Birleşik Krallık’ta gerçekleştirilen son genel seçimlerde, İşçi Partisi 650 sandalyeden 411’ini kazanarak büyük bir zafer elde etti.
Avrupa’da aşırı sağın yükseldiği bir dönemde, bu seçim sonuçlarının İngiltere’de ibreyi sola kaydırmasının önemli bir gelişme olduğunu belirten Prof. Dr. Hayri Kozanoğlu, yaptığı detaylı değerlendirmede, sonucu belirleyen faktörlerin başında İngiltere’nin giderek zayıflayan ekonomisi, tüketicilerin satın alma gücü, adaletsiz gelir dağılımı ve çocuk yoksulluğu oranının yüksek olmasına dayandırdı.
Altınbaş Üniversitesi Öğretim Üyesi İktisatçı Prof. Dr. Hayri Kozanoğlu Birleşik Krallık’ta gerçekleştirilen son genel seçimler ile ilgili detaylı değerlendirmelerde bulundu. İşçi Partisi ve Muhafazakârların toplamda oyların yaklaşık yüzde 60’ını aldığı seçim sonucu ile ilgili Prof. Dr.
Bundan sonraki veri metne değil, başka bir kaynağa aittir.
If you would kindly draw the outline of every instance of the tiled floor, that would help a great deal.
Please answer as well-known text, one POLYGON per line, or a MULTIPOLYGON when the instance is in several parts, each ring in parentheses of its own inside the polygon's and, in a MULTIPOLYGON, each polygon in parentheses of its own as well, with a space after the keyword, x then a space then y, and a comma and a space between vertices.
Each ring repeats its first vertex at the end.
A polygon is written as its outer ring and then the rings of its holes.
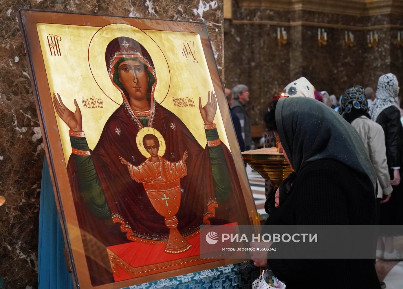
MULTIPOLYGON (((250 185, 255 204, 260 216, 264 217, 267 215, 264 211, 264 202, 266 201, 266 196, 264 193, 264 179, 258 173, 253 170, 249 165, 246 167, 246 172, 249 184, 250 185)), ((266 219, 266 218, 264 218, 266 219)))
MULTIPOLYGON (((264 211, 264 202, 266 200, 264 180, 249 165, 246 167, 246 172, 256 209, 258 212, 260 213, 261 217, 266 219, 267 214, 264 211)), ((401 249, 400 245, 401 245, 395 244, 395 248, 401 249)), ((383 280, 385 282, 387 289, 403 289, 403 261, 385 261, 383 260, 378 260, 375 267, 378 277, 380 280, 383 280)))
Hayri Kozanoğlu, “Bu, tarihin en düşük oranı, Liberal Demokratlar, Reform Partisi, Yeşiller başta gelmek üzere tüm küçük partiler güçlendiler” diyerek sonuçları doğuran ekonomik sebepleri sıraladı.
Yıllardır süre gelen ekonomik zayıflama, satın alma gücü, adaletsiz servet dağılımı…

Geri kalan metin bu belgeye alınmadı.